Disk Partition Alignment on RAID
Disk partition alignment is a problem caused by the Windows operating system in RAID stripes. For whatever reason from long ago, the OS allocates 63 sectors (of 512 bytes, or 31.5KB in all) for its own use. The first partition then starts on the 64th sector. A common stripe size on RAID arrays is 64KB. The problem is that in random 8KB disk read or writes, accesses to either the first or last 8KB of a 64KB extents will reside on different stripes of the RAID array, i.e., different physical disks. So in theory, every 8 accesses for 8KB blocks will result in 10 disk accesses, for a degradation of 20% in random 8K IO performance. There are various reports of greater performance impact. In some storage systems, unaligned accesses bypass the cache, so actual performance impact could be greater. Another possibility is that a particular storage system has become seriously fragmented over time, and the simple act reformatting the file system has some benefit. Windows Server 2008 finally corrects this situation. See the presentation by Jimmy May (firstname.lastname@example.org) on the SQL Server Disk Partition Alignment. There is more information on disk partition alignment targeted for Microsoft Exchange (http://www.msexchange.org/tutorials/Disk-Geometry.html).

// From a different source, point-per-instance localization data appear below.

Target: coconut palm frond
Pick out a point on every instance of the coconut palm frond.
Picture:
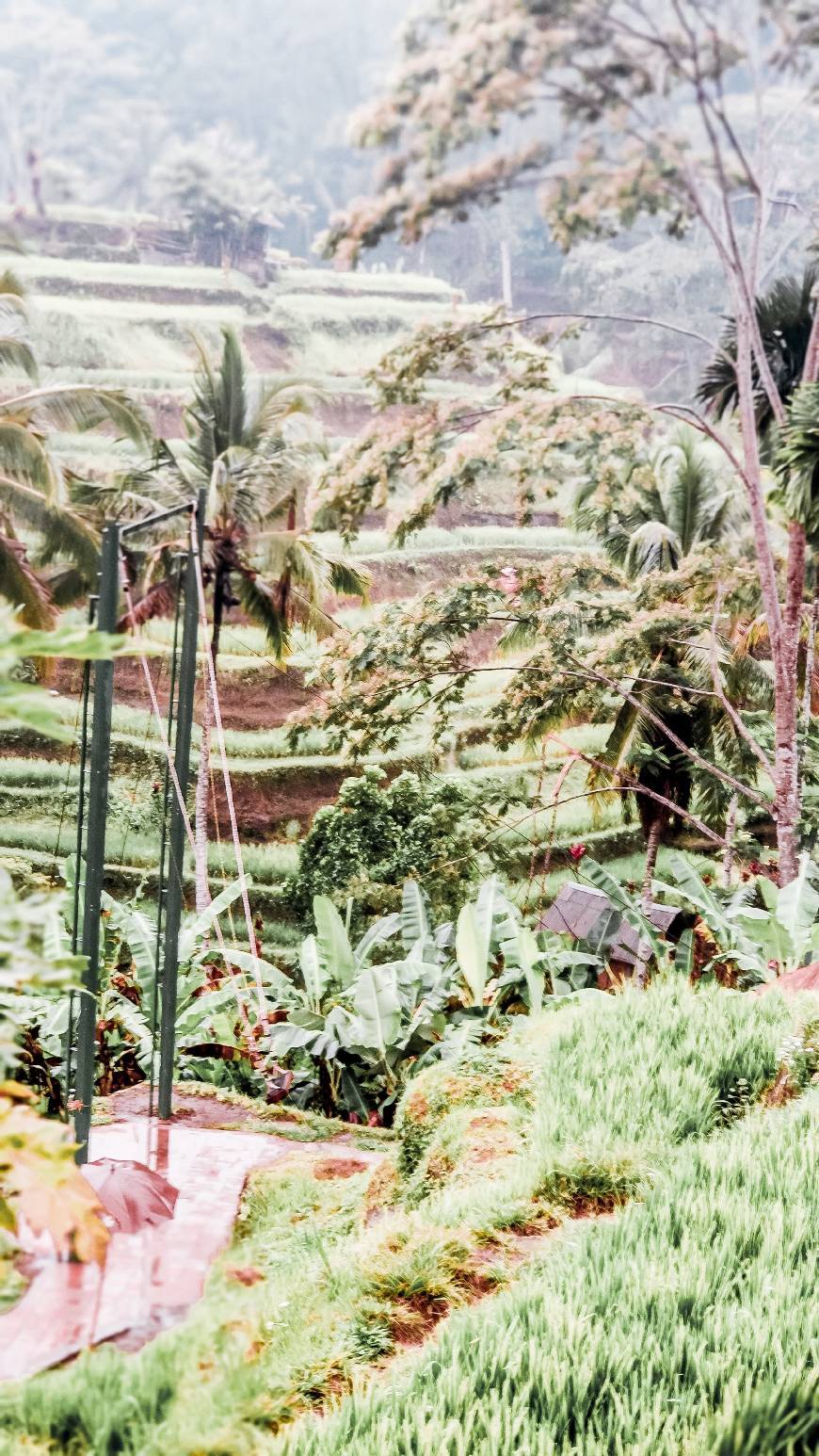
(268, 607)
(82, 407)
(67, 535)
(784, 315)
(280, 400)
(24, 455)
(348, 580)
(653, 546)
(67, 586)
(63, 532)
(22, 587)
(16, 354)
(159, 602)
(312, 618)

For some inexplicable reason, people seem to want to believe that a large cache on the SAN can compensate for a low disk count. A separate disk cache for a database engine is fundamentally a silly idea. The database engine is a disk cache specially optimized for databases. Suppose the database has an 8GB data buffer. What do you really expect to be in a 4GB SAN cache that is not already in the database engine’s internal cache? If the SAN cache is larger than the database cache, i.e., system memory, then one should probably find another person to do system configuration. Accessing cache in the database engine is much more efficient than going out to the storage controller cache. All this having been said, a large write cache on the storage controller is beneficial in handling checkpoints and other write bursts. RAID controllers should probably be offered with 2-4GB cache, not the 256-512M typically offered.